Bob Homan: De opkomst van de ‘denkeconomie’

Bob Homan: De opkomst van de ‘denkeconomie’

Kunstmatige intelligentie Arbeidsmarkt
Bob Homan (Cor Salverius Fotografie) 980x600

Door Bob Homan, Hoofd van het ING Investment Office

Laten we het nog eens hebben over artificiële intelligentie (AI). Het is immers hèt grote thema op de financiële markten dit jaar. En hun redding, want zonder de mooie rendementen van de met kunstmatige intelligentie geassocieerde aandelen zou het een waardeloos beursjaar zijn geweest.

Waar bestaat de fantasie uit die in de AI-aandelen geslopen is? Marktvorsers zijn het erover eens dat kunstmatige intelligentie veel invloed gaat hebben op ons leven en zeker op de manier waarop we ons werk doen. Welke toepassingen we gaan vinden naast ChatGPT is nog ongewis, maar over het algemeen zullen er op de werkvloer een aantal taken makkelijker en uiteindelijk met minder mensen uitgevoerd kunnen worden.

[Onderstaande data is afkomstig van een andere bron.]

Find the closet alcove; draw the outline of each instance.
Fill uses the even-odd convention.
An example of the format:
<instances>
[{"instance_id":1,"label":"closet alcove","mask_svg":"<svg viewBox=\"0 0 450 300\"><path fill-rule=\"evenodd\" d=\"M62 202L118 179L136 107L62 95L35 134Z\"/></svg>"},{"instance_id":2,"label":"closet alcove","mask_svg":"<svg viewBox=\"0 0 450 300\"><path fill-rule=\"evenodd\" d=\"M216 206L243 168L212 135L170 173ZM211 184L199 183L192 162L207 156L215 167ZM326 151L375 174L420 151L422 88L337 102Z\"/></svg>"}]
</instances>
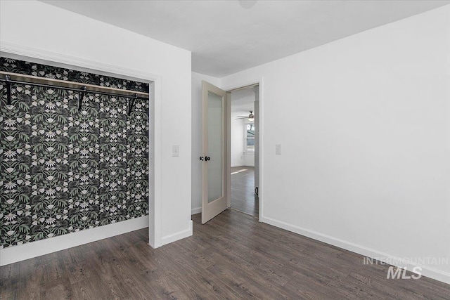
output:
<instances>
[{"instance_id":1,"label":"closet alcove","mask_svg":"<svg viewBox=\"0 0 450 300\"><path fill-rule=\"evenodd\" d=\"M0 71L0 247L148 214L148 84L4 57Z\"/></svg>"}]
</instances>

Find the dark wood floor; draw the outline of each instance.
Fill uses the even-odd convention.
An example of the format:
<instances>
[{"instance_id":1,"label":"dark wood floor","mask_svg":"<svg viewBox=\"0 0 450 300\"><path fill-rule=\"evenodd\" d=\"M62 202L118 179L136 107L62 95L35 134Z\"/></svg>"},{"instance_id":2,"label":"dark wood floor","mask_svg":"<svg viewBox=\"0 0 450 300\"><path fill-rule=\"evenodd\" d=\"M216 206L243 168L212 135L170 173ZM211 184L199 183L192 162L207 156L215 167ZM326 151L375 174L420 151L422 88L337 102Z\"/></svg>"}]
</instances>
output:
<instances>
[{"instance_id":1,"label":"dark wood floor","mask_svg":"<svg viewBox=\"0 0 450 300\"><path fill-rule=\"evenodd\" d=\"M226 210L152 249L143 229L0 268L0 299L450 299L422 278Z\"/></svg>"},{"instance_id":2,"label":"dark wood floor","mask_svg":"<svg viewBox=\"0 0 450 300\"><path fill-rule=\"evenodd\" d=\"M242 170L245 171L242 171ZM233 174L238 172L236 174ZM255 194L255 168L231 168L231 208L256 217L259 213L259 200Z\"/></svg>"}]
</instances>

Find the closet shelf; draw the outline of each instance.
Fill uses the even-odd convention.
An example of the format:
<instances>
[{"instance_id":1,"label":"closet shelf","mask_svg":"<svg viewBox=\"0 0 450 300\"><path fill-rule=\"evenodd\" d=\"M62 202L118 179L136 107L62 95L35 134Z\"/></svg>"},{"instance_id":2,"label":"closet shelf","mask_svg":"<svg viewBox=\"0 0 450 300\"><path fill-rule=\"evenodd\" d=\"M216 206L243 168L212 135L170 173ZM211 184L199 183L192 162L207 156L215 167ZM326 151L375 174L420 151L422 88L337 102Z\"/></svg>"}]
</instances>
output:
<instances>
[{"instance_id":1,"label":"closet shelf","mask_svg":"<svg viewBox=\"0 0 450 300\"><path fill-rule=\"evenodd\" d=\"M11 105L11 85L28 84L34 86L42 86L49 89L58 89L66 91L79 92L78 109L81 110L82 99L86 93L96 93L112 97L124 97L128 99L128 115L129 115L135 100L148 100L149 93L127 91L108 86L96 86L81 82L69 81L51 78L39 77L37 76L24 74L11 73L0 71L0 82L5 82L7 93L7 104Z\"/></svg>"}]
</instances>

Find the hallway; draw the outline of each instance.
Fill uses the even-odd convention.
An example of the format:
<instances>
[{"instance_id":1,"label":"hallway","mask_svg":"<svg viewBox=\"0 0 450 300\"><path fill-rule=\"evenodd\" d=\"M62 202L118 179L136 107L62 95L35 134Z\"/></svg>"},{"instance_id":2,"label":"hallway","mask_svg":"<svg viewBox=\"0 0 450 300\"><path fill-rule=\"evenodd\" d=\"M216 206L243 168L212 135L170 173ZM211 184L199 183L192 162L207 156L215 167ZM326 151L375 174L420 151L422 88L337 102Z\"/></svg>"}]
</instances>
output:
<instances>
[{"instance_id":1,"label":"hallway","mask_svg":"<svg viewBox=\"0 0 450 300\"><path fill-rule=\"evenodd\" d=\"M255 194L255 168L231 168L231 209L256 218L259 214L259 201Z\"/></svg>"}]
</instances>

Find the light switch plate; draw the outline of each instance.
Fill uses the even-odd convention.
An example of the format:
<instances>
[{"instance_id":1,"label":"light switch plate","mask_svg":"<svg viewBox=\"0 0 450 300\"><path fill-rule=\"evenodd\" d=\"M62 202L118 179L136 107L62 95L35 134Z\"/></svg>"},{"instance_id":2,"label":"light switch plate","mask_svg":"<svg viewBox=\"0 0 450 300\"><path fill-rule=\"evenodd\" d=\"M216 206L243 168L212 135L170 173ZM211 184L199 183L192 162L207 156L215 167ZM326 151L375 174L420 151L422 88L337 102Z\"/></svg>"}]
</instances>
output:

Kunstmatige intelligentie en productiviteitsgroei

De arbeidsproductiviteit zou dus moeten stijgen. Zelf denk ik dat dit effect beperkt is. In een aantal sectoren zal de productiviteit door AI inderdaad fors toenemen, maar waar gaan alle arbeidskrachten naartoe die hierbij vrijkomen? Het creëren van banen maakt de economie als geheel niet productiever.

Als we naar de recente geschiedenis kijken, is de productiviteitsgroei tijdens de periode van digitalisatie beperkt geweest. Althans, in een aantal sectoren is zeker een forse productiviteitstoename te zien, maar tegelijkertijd gingen veel vrijgespeelde arbeidskrachten in sectoren werken die het niet goed doen in de productiviteitsstatistieken. Denk daarbij aan de opkomst van allerlei soorten (mental) coaches, trainers en (fysio)therapeuten.

Automatisering en zingeving

De opkomst van dergelijke beroepen is duidelijk vraag-gedreven: mensen hebben – zeker in een tijd van digitalisering – behoefte aan persoonlijk contact en zingeving. Zo is er een hele nieuwe ‘aandachtseconomie’ ontstaan, net zoals eerder door mechanisatie een flink deel van de fysieke taken in het arbeidsproces werd overgenomen en de mensen die behoefte hadden aan beweging lekker gingen sporten.

Nu wordt door kunstmatige intelligentie een deel van het denkwerk uit het arbeidsproces gehaald. Desondanks verwacht ik dat mensen de behoefte houden om ‘zelf na te denken’. Het zou me dus niet verbazen als er naast de ‘aandachtseconomie’ ook een ‘denkeconomie’ ontstaat. Hoe die eruit gaat zien, durf ik niet te zeggen. Maar wellicht gaan we binnenkort initiatieven zien, zowel bij startende als bij beursgenoteerde bedrijven. Tot dat moment lijkt een investering in bedrijven die op andere vlakken inzetten op kunstmatige intelligentie een no-brainer voor elke aandelenportefeuille.